シンデレラコンプレックス
第3話 『可憐なだけでは乙女は生き残れない』4
結局、答えに詰まるとここへきてしまう。
メンズショップ『:actor』。
大好きなナナ江ちゃんのいる店。
「あら、いらっしゃい」
微笑む彼女の表情に、心なしか陰りがあるように感じた。
しばらく来ない間に変わったこと…といえば、
「新しい人?」
仰ぎ見る先に、
バインダーを片手に、店内をクルクルと動き回って商品をチェックして歩いている女性がいる。薄手のブラウスにタイトなロングスカート、邪魔にならない化粧と、少なめのアクセサリーが画になる大人の女性だ。
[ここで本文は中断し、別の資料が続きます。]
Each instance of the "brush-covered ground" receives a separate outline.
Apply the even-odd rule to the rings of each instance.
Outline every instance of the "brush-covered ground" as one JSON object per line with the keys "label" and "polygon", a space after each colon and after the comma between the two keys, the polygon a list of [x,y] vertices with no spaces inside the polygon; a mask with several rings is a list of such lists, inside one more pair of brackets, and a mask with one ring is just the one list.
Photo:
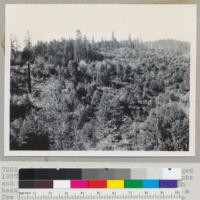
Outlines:
{"label": "brush-covered ground", "polygon": [[188,53],[129,47],[102,61],[11,66],[11,150],[189,148]]}

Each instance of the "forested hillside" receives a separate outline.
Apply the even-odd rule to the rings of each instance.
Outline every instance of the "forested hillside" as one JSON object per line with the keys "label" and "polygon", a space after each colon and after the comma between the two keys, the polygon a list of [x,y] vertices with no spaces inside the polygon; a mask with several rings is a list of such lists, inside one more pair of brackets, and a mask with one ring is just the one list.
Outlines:
{"label": "forested hillside", "polygon": [[11,40],[11,150],[189,149],[190,45]]}

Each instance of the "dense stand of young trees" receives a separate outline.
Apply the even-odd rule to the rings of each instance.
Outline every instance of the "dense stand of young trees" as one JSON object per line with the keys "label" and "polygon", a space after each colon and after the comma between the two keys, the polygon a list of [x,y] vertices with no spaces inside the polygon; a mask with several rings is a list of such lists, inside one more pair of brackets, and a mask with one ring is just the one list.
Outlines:
{"label": "dense stand of young trees", "polygon": [[190,46],[139,39],[11,40],[17,150],[188,150]]}

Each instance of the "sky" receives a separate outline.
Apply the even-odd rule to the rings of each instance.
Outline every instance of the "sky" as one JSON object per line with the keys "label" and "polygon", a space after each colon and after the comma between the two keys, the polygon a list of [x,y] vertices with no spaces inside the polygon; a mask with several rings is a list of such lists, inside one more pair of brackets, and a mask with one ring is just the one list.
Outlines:
{"label": "sky", "polygon": [[26,32],[32,43],[75,38],[76,31],[96,41],[141,37],[143,41],[192,41],[196,34],[195,5],[131,4],[10,4],[6,5],[6,37],[23,46]]}

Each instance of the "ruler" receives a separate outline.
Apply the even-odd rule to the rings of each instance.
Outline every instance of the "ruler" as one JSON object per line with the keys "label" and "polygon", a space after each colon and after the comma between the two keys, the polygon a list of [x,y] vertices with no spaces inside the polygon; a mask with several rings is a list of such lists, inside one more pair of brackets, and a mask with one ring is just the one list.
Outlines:
{"label": "ruler", "polygon": [[66,190],[25,189],[19,200],[181,200],[181,189]]}

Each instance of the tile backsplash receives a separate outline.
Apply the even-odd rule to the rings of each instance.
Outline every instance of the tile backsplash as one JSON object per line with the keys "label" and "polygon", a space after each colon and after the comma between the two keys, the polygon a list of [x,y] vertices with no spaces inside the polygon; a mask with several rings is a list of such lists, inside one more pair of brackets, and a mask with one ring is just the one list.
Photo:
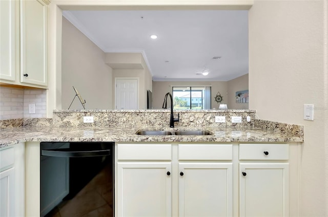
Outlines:
{"label": "tile backsplash", "polygon": [[[0,86],[0,120],[45,118],[47,90]],[[29,114],[29,104],[35,105],[35,113]]]}

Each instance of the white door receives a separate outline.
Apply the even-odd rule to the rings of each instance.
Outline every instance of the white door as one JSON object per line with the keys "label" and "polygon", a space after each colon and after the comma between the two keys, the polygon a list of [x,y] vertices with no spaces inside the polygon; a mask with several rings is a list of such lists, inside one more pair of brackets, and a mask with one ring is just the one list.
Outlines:
{"label": "white door", "polygon": [[118,216],[171,216],[171,162],[117,163]]}
{"label": "white door", "polygon": [[179,216],[232,216],[232,163],[179,163]]}
{"label": "white door", "polygon": [[137,79],[115,79],[115,109],[138,109]]}
{"label": "white door", "polygon": [[239,164],[239,216],[289,216],[289,164]]}

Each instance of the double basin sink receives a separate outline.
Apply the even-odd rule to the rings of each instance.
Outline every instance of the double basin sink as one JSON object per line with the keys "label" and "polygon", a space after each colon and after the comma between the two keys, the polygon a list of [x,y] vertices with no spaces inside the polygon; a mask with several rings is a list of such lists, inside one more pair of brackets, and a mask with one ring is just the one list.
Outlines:
{"label": "double basin sink", "polygon": [[213,133],[207,130],[142,130],[136,132],[137,135],[144,136],[206,136]]}

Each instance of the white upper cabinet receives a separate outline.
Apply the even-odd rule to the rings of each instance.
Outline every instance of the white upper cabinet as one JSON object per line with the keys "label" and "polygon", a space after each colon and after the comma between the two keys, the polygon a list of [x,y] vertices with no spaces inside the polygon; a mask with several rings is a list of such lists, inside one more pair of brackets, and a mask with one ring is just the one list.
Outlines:
{"label": "white upper cabinet", "polygon": [[0,83],[48,85],[48,0],[0,1]]}
{"label": "white upper cabinet", "polygon": [[20,9],[20,82],[47,86],[47,6],[21,1]]}
{"label": "white upper cabinet", "polygon": [[15,1],[0,1],[0,79],[15,81]]}

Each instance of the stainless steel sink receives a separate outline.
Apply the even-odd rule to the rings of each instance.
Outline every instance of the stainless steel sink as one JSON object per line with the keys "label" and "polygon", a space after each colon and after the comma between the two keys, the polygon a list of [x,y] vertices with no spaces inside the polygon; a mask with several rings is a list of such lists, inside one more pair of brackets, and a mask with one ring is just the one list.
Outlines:
{"label": "stainless steel sink", "polygon": [[206,136],[213,133],[207,130],[142,130],[137,132],[136,134],[144,136]]}
{"label": "stainless steel sink", "polygon": [[174,134],[178,136],[206,136],[213,133],[207,130],[186,130],[174,131]]}
{"label": "stainless steel sink", "polygon": [[172,132],[165,130],[143,130],[137,132],[137,134],[144,136],[169,136],[172,135]]}

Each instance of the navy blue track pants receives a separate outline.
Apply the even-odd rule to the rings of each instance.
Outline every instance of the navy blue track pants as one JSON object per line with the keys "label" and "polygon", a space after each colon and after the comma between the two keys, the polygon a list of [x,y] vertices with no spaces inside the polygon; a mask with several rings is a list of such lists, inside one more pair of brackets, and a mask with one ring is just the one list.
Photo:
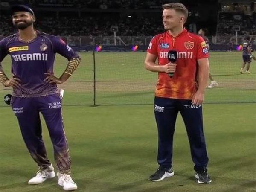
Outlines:
{"label": "navy blue track pants", "polygon": [[157,162],[172,166],[173,134],[179,111],[186,126],[192,160],[196,171],[205,170],[208,163],[203,129],[201,105],[192,105],[191,100],[155,97],[154,114],[158,131]]}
「マネージャー。店全体の売上状況をチェックして、今後の方針を決めるんだって」
『:actor』はチェーン展開している。
彼女、斉木千佐さんは、学生時代からこの店でアルバイトをしていてそのまま就職したベテランなのだという。
「綺麗なひとでしょ?」
「え?」
「そう思ったでしょ?」
「うん」
なんでもお見通し…というよりは、違う空気を感じる。
「で、今日は?」
やってくるなりいつも突飛な質問をされることに、ナナ江も慣らされているようだ。
「あぁ。ちょっと質問」
なんとなく、小声になる。
「いいけど、なんで小声?」
「なんとなく」
「ナナ江ちゃんて、店長のことなんて呼んでるの?」
「なに、いきなり。今日はお姫様じゃないの?」
当然の反応だった。
「お姫様だよ? 美女と野獣」
「美女と野獣?」
「そう。美女と野獣って、しばらくの間一緒に生活してるのにお互いをなんて呼び合っていたのかな~と思ったら、ナナ江ちゃんはどうなのかなって」
「わざわざそのために来たの?」
「今思いついただけ」
「もう…」
珍しく、ため息をついてみせる。
「どのくらいかは解らないけど、お互いを知るに充分な時間一緒に過ごしていたら、だれでも恋に落ちるもの? 例えば、ナナ江ちゃんと店長がこの店に一緒にいるみたいに」
「一緒にいるから好きになるっていうのはちょっと…飛躍し過ぎじゃないかな?」
「なれそめ…とか聞いても?」
「今は言いたくない」
「だよね」
「どうでもいいじゃない」
「そうでもない」
「いつになく突っ込んでくるね」
「店長の名前って珍しくなかった?」
「そう、だね…」
そう言ってナナ江ちゃんは、手元のメモ紙に『天嶺』と記した。
「天…なに?」
「たかね…だよ」
「ふ~ん。たかちゃんとか」
「ユナ…」
軽い睨みを利かせる。
「天ちゃん」
「しつこい」
「ごめん」
「店長…よ」
「え?」
「店長は、店長。まだ、慣れなくて」
「そういうもの?」
「もう、いいじゃない」
「随分とかわいらしい話してるのね」
気づけばすぐ傍に、美女が立っていた。
「千佐さん…」
彼女はくすりと小さく笑って、
「あなたたち本当につき合ってたのね。冗談かと思ってた」
いうだけ言ってその場を去る。
「なんか、棘があるね」
薔薇のような女性だと思った。
「ここの店員て、みんなあんな?」
「ねぇユナ。…言い難いんだけど、もうあまりここに入り浸るのはどうかと思う。だってほら、授業もあるわけだし」
突然の言葉に、なにも言えなかった。